Rocky Mountain spotted fever. Rocky Mountain spotted fever was originally described in Montana and Idaho in the 1870s. The extensive investigative work of Dr. Howard Taylor Ricketts between 1906 and 1909 led to the identification of the etiologic agent, Rickettsia rickettsii, and confirmed the tick as the vector (42). Wolbach confirmed that the bacterium responsible for Rocky Mountain spotted fever was carried by wood ticks and that it was an obligate intracellular pathogen (51).
Anaplasmosis. A phagocytophilum was first identified in humans in 1994. It was originally thought to be a new species of Ehrlichia, and it was named Ehrlichia phagocytophilum; the disease it caused was called human granulocytic ehrlichiosis. In 2001, E phagocytophilum was renamed A phagocytophilum, and the disease was renamed human granulocytic anaplasmosis, or more commonly, anaplasmosis (35). Anaplasmosis has been reportable in the United States since 1999.
Ehrlichiosis. The first instance of human infection with E chaffeensis was documented in 1986 in a man bitten by ticks in the state of Arkansas in the United States. He presented with fever and confusion and then developed anemia and thrombocytopenia. Morulae within monocytes were identified, and treatment with doxycycline was curative (48). Ehrlichiosis became a reportable disease in the United States in 1994.

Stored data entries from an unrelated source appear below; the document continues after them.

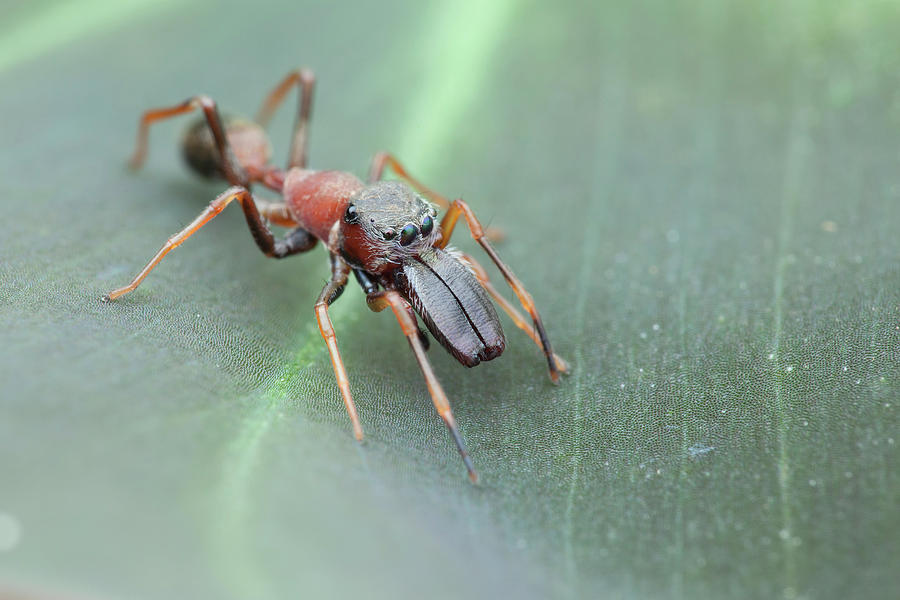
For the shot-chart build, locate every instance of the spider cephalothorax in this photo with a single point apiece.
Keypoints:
(390, 222)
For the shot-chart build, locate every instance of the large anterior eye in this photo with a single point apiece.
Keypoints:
(408, 234)
(351, 215)
(427, 225)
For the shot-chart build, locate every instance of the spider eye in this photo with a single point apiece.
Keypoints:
(408, 234)
(351, 215)
(427, 225)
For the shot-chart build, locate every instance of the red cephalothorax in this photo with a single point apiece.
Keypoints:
(384, 232)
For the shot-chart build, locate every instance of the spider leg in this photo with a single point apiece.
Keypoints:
(307, 82)
(233, 172)
(448, 223)
(340, 271)
(517, 318)
(378, 301)
(297, 240)
(384, 159)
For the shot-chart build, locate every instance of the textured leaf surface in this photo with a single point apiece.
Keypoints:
(703, 197)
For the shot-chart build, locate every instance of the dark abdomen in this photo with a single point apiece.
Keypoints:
(248, 141)
(453, 305)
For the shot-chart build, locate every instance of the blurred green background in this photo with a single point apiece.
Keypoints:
(704, 198)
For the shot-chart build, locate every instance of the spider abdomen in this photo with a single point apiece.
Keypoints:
(453, 305)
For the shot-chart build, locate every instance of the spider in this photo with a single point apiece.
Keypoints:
(383, 232)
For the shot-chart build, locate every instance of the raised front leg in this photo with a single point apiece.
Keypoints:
(378, 301)
(298, 240)
(300, 140)
(448, 223)
(232, 171)
(340, 270)
(510, 310)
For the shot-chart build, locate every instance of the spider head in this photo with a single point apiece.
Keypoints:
(385, 224)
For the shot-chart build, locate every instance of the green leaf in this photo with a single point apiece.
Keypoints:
(703, 199)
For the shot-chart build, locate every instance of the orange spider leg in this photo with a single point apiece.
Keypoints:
(378, 301)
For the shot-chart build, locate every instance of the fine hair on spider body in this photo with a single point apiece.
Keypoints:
(385, 233)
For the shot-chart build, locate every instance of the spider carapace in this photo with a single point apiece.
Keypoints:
(383, 232)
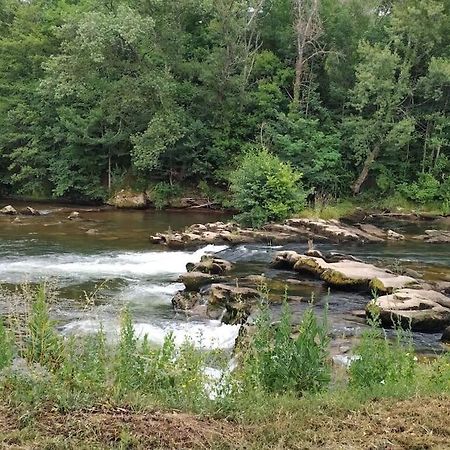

African tick bite fever. Despite its first description in 1911, African tick bite fever was erroneously attributed to Mediterranean spotted fever until 1992, when the disease and the causative agent, R africae, were described; they became official in 1996 (27). African tick bite fever is endemic in rural sub-Saharan Africa, the Caribbean, and Oceana (45). It is responsible for about half of published travel-related rickettsial infections (45; 17).